La questione palestinese
Durò poco l'euforia di quegli accordi che a metà degli anni Novanta sembravano aprire la strada alla pace. Le parti si accordarono per l'istituzione di un'autonoma "Autorità palestinese" con poteri limitati su alcune isole di territorio, ma non sono mai state in grado di raggiungere un accordo definitivo. Un incapacità o una mancanza di volontà che è costata la vita a migliaia di persone. I rapporti tra Israele e l'Autorità palestinese sono stati sempre assai tesi e le cose sono peggiorate da quando Hamas, la fazione più radicale che mantiene nel suo Statuto l'obiettivo di cancellare Israele dalle carte geografiche, ha preso il controllo di Gaza. Ne sono scaturiti almeno tre conflitti aperti con il lancio di razzi da parte palesitinese e le rappresaglie per le quali Israele è stata criticata pesanetemente con accuse di crimini di guerra per le vittime civili a Gaza.L'ultimo caso pochi giorni fa con oltre 20 palestinesi uccisi durante le proteste al confine. Oggi, nonostante l'accordo di autonomia, Israele mantiene un controllo effettivo sulla Cisgiordania e su circadue milioni e mezzo di palestinesi. A questo si aggiunge la costruzione del Muro e la questione dei coloni e dei loro insediamenti su un territorio martoriato e conteso.

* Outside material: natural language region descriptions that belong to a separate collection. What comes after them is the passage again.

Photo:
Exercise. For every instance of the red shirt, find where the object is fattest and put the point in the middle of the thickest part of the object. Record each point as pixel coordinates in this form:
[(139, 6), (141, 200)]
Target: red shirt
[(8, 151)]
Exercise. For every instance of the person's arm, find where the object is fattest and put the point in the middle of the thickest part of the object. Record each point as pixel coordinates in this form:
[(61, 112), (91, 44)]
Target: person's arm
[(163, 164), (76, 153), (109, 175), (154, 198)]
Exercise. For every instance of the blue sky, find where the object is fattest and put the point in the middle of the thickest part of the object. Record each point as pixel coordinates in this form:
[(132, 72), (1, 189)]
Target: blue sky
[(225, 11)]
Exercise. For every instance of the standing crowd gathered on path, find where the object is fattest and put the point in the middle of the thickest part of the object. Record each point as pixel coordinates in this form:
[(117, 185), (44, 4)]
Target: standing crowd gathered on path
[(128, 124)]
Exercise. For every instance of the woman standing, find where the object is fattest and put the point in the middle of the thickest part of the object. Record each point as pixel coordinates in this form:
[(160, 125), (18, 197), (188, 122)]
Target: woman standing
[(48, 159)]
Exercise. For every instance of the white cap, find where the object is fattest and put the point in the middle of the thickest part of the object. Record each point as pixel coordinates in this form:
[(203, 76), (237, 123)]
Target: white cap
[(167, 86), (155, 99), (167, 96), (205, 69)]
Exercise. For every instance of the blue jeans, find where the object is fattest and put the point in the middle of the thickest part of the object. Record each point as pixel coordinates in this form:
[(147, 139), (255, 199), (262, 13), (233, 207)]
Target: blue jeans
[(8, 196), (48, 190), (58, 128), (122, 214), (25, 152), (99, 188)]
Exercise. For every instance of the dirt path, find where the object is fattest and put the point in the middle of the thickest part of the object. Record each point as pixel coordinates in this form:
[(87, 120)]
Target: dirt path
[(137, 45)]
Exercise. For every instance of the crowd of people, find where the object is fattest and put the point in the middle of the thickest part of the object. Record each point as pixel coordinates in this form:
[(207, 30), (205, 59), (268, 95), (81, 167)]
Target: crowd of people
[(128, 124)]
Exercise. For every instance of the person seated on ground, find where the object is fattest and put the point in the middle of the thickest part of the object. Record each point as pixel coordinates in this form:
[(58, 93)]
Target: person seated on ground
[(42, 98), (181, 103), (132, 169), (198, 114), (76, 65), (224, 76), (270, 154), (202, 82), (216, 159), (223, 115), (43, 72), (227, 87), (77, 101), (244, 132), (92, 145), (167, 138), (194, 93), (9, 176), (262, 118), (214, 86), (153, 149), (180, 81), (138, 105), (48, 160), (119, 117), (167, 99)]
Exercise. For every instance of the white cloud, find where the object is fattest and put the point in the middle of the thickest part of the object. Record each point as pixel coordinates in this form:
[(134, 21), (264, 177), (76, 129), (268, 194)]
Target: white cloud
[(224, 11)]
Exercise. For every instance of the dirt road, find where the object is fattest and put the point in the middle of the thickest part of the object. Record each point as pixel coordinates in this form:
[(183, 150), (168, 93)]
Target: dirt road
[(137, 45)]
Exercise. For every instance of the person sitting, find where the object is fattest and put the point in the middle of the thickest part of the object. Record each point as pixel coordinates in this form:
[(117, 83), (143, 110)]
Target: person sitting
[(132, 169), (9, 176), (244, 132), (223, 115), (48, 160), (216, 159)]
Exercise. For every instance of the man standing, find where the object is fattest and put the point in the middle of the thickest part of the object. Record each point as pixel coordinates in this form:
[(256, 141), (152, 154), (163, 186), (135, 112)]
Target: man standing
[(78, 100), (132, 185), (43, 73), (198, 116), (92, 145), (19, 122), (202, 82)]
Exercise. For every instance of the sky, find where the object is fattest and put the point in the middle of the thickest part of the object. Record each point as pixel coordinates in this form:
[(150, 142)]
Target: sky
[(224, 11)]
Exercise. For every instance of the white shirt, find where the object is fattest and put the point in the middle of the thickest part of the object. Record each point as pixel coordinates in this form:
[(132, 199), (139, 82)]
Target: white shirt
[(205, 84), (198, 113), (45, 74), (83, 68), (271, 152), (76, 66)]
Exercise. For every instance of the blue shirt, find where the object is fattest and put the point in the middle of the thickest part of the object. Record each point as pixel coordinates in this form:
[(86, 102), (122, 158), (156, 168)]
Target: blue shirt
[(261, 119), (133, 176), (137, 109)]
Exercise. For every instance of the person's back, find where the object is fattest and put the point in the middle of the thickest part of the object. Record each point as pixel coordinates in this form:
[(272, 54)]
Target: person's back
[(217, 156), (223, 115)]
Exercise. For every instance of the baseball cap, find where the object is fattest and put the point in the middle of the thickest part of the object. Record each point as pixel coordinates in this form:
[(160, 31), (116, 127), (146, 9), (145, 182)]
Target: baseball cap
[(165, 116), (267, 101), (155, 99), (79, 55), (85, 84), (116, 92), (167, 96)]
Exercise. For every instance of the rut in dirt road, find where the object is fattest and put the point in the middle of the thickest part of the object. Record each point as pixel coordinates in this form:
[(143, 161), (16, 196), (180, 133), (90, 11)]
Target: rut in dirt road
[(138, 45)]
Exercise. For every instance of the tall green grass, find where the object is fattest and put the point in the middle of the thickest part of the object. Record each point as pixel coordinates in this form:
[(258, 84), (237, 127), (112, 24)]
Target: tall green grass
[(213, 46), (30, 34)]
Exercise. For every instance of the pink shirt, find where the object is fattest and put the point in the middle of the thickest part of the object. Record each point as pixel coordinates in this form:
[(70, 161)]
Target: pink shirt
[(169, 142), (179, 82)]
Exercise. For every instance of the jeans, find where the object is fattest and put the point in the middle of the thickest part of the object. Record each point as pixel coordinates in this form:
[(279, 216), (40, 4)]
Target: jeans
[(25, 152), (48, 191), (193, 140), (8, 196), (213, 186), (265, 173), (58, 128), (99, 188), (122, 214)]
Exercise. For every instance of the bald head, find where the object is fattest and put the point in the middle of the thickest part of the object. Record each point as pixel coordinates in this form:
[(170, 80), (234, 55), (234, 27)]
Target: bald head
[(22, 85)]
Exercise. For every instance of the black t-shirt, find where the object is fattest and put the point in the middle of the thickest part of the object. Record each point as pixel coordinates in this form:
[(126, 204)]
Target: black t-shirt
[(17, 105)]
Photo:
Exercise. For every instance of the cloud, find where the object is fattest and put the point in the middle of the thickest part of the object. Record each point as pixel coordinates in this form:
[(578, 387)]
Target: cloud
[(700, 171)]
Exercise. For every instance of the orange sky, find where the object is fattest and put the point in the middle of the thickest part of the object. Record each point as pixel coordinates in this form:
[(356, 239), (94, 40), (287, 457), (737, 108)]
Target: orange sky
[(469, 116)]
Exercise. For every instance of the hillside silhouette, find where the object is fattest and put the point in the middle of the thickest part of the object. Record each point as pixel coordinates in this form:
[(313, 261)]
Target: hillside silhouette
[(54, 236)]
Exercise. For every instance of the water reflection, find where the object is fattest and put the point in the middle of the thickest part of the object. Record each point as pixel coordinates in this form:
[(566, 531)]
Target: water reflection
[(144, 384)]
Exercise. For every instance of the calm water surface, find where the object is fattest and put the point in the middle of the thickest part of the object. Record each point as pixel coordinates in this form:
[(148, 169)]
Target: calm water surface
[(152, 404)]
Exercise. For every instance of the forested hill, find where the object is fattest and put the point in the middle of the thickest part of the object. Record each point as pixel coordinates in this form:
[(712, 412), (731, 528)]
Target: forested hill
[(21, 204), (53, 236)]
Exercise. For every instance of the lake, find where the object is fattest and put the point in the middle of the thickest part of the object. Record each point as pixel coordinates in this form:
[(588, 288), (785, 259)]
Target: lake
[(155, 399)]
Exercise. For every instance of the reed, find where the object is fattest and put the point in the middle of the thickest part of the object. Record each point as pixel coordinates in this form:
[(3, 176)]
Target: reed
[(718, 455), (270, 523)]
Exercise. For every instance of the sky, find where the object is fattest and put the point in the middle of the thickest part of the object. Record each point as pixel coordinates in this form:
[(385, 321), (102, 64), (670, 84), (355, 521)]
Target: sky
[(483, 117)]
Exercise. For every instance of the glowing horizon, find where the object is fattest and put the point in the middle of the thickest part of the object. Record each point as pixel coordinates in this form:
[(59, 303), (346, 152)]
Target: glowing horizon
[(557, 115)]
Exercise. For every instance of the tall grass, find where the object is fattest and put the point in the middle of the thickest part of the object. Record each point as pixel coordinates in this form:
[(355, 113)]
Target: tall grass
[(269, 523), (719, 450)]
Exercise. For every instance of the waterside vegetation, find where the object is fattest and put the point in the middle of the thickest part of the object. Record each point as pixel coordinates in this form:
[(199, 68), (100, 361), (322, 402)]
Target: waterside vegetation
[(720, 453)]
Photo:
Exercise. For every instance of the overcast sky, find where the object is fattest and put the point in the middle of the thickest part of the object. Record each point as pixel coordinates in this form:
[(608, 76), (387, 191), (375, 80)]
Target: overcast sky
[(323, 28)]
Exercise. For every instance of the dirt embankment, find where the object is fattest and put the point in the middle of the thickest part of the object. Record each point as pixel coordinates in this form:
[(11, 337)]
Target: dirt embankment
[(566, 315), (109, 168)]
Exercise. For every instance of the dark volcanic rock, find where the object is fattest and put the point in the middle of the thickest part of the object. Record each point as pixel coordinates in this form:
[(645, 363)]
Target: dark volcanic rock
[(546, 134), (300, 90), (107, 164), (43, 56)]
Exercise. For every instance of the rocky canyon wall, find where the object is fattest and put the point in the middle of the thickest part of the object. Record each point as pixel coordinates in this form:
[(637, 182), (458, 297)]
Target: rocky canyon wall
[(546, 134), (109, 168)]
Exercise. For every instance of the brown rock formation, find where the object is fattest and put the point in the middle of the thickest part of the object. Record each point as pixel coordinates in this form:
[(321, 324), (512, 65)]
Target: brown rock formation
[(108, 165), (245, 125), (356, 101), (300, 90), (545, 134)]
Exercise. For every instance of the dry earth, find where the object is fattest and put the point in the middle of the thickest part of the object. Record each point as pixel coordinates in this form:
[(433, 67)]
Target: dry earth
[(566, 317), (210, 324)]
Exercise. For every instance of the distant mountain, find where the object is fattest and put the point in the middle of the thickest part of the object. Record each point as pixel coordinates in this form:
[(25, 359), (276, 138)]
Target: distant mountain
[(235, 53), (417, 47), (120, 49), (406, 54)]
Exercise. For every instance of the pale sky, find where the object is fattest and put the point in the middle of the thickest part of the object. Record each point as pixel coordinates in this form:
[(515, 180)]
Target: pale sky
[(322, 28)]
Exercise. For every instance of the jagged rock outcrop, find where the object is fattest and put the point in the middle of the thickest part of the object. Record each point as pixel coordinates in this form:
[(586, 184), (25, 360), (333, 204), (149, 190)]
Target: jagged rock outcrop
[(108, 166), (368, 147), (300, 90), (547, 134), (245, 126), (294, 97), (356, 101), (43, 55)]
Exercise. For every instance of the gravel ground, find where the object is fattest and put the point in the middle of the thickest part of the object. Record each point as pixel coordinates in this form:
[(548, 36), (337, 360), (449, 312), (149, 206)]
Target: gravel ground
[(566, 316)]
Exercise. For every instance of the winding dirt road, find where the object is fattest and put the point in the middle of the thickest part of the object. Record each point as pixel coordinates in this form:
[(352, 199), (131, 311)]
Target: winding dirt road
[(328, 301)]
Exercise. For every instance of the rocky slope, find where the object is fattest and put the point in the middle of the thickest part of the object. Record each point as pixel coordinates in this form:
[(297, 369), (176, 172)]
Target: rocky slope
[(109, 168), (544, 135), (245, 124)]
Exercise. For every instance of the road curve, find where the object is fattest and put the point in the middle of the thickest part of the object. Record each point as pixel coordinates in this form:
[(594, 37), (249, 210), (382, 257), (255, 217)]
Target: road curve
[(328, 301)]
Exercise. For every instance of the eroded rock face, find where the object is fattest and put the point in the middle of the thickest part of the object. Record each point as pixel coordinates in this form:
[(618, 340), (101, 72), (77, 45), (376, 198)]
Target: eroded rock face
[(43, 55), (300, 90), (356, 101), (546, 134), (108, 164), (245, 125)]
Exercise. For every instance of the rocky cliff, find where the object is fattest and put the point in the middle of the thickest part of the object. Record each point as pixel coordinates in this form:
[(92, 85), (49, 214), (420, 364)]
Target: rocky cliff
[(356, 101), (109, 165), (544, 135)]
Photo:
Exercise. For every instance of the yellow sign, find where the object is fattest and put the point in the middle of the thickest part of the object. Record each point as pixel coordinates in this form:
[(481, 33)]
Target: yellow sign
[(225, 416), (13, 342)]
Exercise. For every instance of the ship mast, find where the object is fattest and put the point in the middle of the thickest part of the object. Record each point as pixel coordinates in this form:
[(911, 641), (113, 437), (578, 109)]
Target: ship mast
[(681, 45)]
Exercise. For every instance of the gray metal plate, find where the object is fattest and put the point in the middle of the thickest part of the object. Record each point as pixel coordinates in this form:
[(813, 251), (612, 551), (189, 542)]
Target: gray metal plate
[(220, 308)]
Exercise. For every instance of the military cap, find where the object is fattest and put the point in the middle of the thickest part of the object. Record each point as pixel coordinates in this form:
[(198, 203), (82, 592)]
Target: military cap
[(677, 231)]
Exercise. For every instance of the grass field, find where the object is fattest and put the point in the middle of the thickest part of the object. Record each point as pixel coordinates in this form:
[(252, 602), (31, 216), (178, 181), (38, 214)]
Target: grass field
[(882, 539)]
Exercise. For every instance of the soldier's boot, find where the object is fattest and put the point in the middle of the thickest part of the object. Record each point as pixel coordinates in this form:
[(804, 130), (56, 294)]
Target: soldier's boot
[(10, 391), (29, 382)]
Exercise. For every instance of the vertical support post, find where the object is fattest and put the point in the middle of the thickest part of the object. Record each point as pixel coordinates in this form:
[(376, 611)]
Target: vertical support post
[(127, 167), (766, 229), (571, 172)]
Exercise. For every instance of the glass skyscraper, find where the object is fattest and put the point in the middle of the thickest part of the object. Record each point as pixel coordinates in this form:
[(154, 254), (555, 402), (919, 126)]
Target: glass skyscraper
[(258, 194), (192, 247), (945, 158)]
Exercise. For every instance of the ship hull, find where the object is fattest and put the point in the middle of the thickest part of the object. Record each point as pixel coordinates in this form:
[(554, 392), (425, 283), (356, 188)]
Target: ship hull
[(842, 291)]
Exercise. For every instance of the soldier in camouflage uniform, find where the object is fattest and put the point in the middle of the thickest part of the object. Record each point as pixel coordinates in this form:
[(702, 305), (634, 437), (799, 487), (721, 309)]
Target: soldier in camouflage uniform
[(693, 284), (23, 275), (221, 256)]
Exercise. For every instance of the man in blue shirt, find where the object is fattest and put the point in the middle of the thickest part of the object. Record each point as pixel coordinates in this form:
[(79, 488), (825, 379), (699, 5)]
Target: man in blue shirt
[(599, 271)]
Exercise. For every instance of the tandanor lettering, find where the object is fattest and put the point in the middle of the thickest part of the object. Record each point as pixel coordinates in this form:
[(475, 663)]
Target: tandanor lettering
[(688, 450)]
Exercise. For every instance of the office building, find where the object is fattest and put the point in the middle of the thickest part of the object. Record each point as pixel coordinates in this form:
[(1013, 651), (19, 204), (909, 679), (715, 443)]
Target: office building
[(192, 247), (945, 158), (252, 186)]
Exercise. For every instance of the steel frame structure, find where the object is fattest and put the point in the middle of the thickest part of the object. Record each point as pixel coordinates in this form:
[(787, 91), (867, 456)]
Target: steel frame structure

Per anni, è sembrato che Israele accettasse la prospettiva dei "due popoli, due Stati" con una entità palestinese accanto che le consentisse di mantenere il suo status di democrazia a maggioranza ebraica. Oggi questa prospettiva sembra arenarsi e l'attuale governo israeliano si oppone drasticamente all'idea stessa di negoziati. Gli avversari considerano questa una scelta suicida. Alla tenera età di 70 anni lo Stato di Israele si trova da questo punto di vista di fronte a un bivio drammatico: dare ai palestinesi la cittadinanza all'interno di un unico Stato democratico e porre così fine allo status di Israele come paese a maggioranza ebraica o mantenere un sistema a due livelli, con una popolazione palestinese sostanzialmente senza diritti e dunque venire meno alla propria vocazione e tradizione democratica.